ACapital is flowing away from complex, high-risk native DeFi projects and is instead migrating towards safer, more structured products. This is evidenced by the growth in stablecoins (USDT and USDC with a combined market cap of ~$263 billion), tokenized U.S. Treasuries (reaching $10.93 billion), and compliant settlement channels like Visa's USDC network.

QHow has the nature of DeFi security risks evolved beyond simple smart contract vulnerabilities?

ASecurity risks have expanded beyond smart contract code flaws to include vulnerabilities in governance permissions, signature mechanisms, operational architecture, cross-chain bridges, oracles, and market parameter configurations. The TRM 2026 security report indicated that most losses now come from infrastructure attacks rather than pure contract exploits.

QWhat key signal does the Visa 2026 stablecoin strategy report provide about the future of on-chain finance?

AVisa's report signals that 2026 is the year institutions will formally enter the stablecoin space, moving towards mainstream standardization. It highlighted that stablecoin total supply grew over 50% in 2025 and that Visa's own USDC settlement volume has reached an annualized rate of $3.5 billion per month, indicating traditional finance is building compliant on-chain infrastructure independent of native DeFi.
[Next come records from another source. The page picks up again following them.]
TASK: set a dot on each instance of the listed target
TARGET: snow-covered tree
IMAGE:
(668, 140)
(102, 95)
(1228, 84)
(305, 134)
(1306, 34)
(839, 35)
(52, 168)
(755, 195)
QWhat is the core challenge or 'squeeze' that native, open-source DeFi is currently facing according to the article?

AThe core challenge is a 'trust squeeze.' Native DeFi is losing narrative dominance and its position as the default on-chain financial front-end. It cannot quickly rebuild market trust, optimize its operational architecture, and prove the indispensable value of its complex designs, it risks ceding its role to safer, more compliant on-chain wrapped products.